Thiouracil (TU) tagging is a method developed for isolating RNA from specific cell types from within intact tissues without the need for cell dissociation.

In this transgenic strain, a ubiquitous chicken β-actin-CMV (CAG) promoter drives expression of a loxP-GFP-3xstop-loxP cassette followed by a hemagglutinin (HA) epitope-tagged uracil phosphoribosyltransferase (UPRT) gene. Embryonic day 12.5 (E12.5) embryos and postnatal day 6 (P6) floxed animals show a widespread pattern of GFP fluorescence. The GFP-stop cassette effectively prevents any leaky read-through of UPRT expression from the floxed allele. Cre-induced excision of the floxed GFP-stop permits tissue-specific spatial expression of UPRT. Subsequent subcutaneous injection of 4-thiouracil (4TU) provides temporal specificity. Only UPRT⁺ cells exposed to 4TU produce thio-RNA which can then be purified for gene expression analysis via next-generation RNA sequencing (RNA-seq). TU tagging has been shown to have neglible effect on gene expression in cell lines and ubiquitous expression of UPRT has no effect on viability in mice.
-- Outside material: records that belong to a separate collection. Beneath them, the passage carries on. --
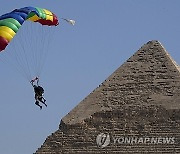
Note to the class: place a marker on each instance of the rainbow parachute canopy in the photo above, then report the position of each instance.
(11, 22)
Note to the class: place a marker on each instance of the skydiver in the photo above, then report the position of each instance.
(38, 92)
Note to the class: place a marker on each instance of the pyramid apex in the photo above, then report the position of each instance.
(146, 78)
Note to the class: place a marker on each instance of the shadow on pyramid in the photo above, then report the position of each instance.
(135, 110)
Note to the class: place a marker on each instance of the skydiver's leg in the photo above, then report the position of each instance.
(37, 103)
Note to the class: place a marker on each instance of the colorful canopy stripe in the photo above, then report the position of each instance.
(11, 22)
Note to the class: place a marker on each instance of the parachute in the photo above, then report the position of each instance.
(11, 22)
(24, 45)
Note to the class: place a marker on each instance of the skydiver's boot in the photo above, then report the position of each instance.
(37, 103)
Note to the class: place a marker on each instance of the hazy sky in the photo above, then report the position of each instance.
(106, 34)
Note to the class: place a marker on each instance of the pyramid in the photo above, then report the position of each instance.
(135, 110)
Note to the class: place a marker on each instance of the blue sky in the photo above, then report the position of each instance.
(106, 34)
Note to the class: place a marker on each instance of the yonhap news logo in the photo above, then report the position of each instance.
(104, 139)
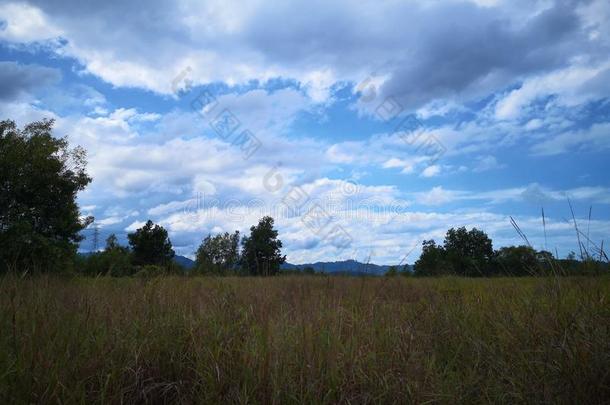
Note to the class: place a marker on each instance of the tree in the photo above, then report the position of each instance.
(392, 271)
(432, 261)
(40, 177)
(151, 245)
(114, 260)
(218, 254)
(469, 252)
(261, 251)
(516, 261)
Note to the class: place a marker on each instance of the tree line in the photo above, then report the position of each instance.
(40, 228)
(150, 253)
(470, 253)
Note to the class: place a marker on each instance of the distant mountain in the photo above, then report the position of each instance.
(184, 262)
(345, 267)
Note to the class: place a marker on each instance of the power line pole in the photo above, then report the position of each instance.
(96, 234)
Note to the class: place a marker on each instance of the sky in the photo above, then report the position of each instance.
(362, 127)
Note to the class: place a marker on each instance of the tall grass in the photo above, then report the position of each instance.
(304, 339)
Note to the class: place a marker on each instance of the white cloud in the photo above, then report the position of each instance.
(431, 171)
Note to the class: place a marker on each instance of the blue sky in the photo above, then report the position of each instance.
(362, 127)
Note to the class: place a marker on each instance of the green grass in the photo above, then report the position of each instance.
(304, 340)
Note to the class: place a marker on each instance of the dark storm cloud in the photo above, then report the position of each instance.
(428, 50)
(16, 79)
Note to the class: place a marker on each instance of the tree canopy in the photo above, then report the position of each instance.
(218, 254)
(261, 253)
(40, 177)
(151, 245)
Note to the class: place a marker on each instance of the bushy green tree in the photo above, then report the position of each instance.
(469, 252)
(432, 261)
(392, 271)
(261, 251)
(150, 245)
(40, 177)
(114, 260)
(516, 261)
(218, 254)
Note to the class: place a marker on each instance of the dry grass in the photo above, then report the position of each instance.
(304, 339)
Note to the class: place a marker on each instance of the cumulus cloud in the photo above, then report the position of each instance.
(425, 50)
(17, 79)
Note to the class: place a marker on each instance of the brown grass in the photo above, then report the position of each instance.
(304, 340)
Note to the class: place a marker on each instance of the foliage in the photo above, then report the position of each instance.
(517, 261)
(469, 252)
(261, 251)
(218, 254)
(432, 261)
(40, 177)
(114, 260)
(392, 271)
(151, 245)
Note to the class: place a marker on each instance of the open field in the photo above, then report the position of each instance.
(304, 339)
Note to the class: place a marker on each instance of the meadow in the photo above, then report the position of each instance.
(298, 339)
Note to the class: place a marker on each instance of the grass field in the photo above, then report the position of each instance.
(304, 339)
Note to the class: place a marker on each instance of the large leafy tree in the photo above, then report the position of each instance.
(151, 245)
(465, 253)
(40, 177)
(218, 253)
(261, 251)
(517, 261)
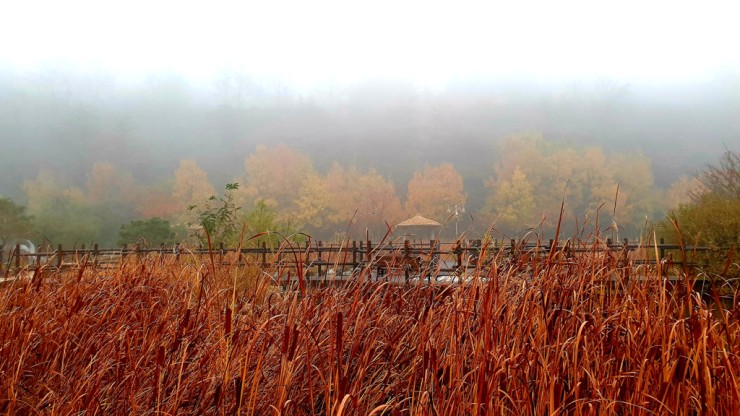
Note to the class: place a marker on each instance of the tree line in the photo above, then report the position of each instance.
(280, 189)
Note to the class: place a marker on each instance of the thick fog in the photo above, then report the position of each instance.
(133, 93)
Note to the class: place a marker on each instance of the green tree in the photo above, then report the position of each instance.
(218, 217)
(264, 220)
(149, 233)
(14, 222)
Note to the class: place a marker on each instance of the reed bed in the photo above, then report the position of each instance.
(590, 335)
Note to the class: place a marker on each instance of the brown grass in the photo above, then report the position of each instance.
(533, 336)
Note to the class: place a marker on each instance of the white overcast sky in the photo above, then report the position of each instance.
(426, 41)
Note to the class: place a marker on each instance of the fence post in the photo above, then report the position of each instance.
(17, 256)
(407, 258)
(458, 255)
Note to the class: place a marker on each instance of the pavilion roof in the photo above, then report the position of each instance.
(418, 221)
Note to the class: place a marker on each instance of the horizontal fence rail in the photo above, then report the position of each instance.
(326, 257)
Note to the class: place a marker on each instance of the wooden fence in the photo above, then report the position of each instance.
(323, 258)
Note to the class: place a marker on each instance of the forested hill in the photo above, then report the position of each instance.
(73, 126)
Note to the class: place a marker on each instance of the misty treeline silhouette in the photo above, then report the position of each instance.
(282, 191)
(87, 152)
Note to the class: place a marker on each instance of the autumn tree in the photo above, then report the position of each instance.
(276, 174)
(432, 192)
(512, 200)
(191, 187)
(587, 178)
(367, 199)
(14, 221)
(311, 208)
(712, 217)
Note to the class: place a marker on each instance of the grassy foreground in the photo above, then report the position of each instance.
(534, 336)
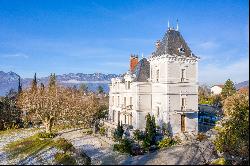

When crossed with Tie2-cre (Tek-cre) animals, double-transgenic six-day-old mice show robust UPRT expression in PECAM⁺ (CD31) endothelial cells of the cerebellum and all other regions of the brain (e.g cortex, dentate gyrus, midbrain, choroid plexus, and hypothalamus) as well as Tie2-cre-expressing endothelial cells of the heart. Expression of UPRT is also seen in embryonic day 11.5 (E11.5) brain and heart.

When the floxed interval is excised by Math1-cre (Atoh-cre), mice show robust expression of UPRT in cerebellar granule neuron precursors (GNPs) of the postnatal day 6 brain.

Transplantation of UPRT⁺ cells can be carried out to create chimeric mice, useful in hematopoietic studies of cell migration and morphogenesis. TU tagging is complementary to cell isolation methods such as FACS panning and laser capture, with the added refinement of isolating only nascent RNA.